Between 2010 and 2021, ten top semiconductor firms spent $168 billion buying their own stock. (The ten firms, in declining order of total buybacks, are Intel, Texas Instruments, Applied Materials, Broadcom, Analog Devices, Nvidia, Micron, KLA, Marvell, and AMD.) Here are graphs of the running total of buybacks for those ten firms and Intel, the biggest chip firm. It alone spent $86 billion over the same period. Both sums vastly exceed the $39 billion the government is showering on the industry in direct subsidies.

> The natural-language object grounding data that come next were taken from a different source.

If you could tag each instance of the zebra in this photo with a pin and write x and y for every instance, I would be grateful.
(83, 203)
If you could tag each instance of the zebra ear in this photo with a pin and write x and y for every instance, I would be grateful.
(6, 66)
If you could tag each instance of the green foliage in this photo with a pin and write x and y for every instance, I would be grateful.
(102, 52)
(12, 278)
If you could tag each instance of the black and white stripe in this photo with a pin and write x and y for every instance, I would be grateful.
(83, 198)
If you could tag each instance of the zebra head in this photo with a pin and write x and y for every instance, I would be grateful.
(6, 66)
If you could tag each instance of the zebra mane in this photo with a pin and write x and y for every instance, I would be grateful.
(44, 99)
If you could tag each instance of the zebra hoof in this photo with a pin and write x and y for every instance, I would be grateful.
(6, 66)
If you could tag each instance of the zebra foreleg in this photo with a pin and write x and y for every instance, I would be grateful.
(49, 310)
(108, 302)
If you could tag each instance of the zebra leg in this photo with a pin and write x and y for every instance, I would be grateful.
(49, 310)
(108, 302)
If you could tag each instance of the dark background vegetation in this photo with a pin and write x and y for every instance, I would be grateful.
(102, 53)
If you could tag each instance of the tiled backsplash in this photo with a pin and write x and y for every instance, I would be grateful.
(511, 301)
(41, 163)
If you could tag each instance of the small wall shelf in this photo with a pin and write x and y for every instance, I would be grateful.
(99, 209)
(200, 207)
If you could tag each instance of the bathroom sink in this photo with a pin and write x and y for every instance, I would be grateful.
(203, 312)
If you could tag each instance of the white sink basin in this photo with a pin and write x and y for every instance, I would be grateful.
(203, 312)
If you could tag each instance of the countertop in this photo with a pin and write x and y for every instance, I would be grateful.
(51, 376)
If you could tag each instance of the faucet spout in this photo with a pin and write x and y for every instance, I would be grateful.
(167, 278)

As this graph shows, there was a burst of buyback activity in 2018 and 2019. Probably not coincidentally, 2017 was the year when Donald Trump’s corporate tax cuts took effect. In theory, those were supposed to contribute to a burst of investment; they didn’t. Though the buyback pace eased after COVID hit, 2021’s total was still higher than all but one year between 2010 and 2017.

Buybacks do little but boost stock prices, making stockholders happy and fattening CEO paychecks, which are largely based on stock prices. They could have invested the money, but that sort of thing is frowned upon in the higher Wall Street consciousness. Better to “return” the cash to shareholders, as they say, even though they actually provided no cash in the first place. Stockholders just buy their shares from previous stockholders, not the company.

Since Intel is so big, we also looked at its earlier buybacks, starting in 1990. That prehistory adds another $69 billion to the company’s total buying spree, taking the thirty-one-year total up to $152 billion.

As I’ve argued elsewhere, the US economy has long been plagued by low and declining levels of net investment, a result of the shareholders-first doctrine of the last four decades. Fortunately for the semiconductor industry, Uncle Sam is effectively picking up the tab for its buyback spree.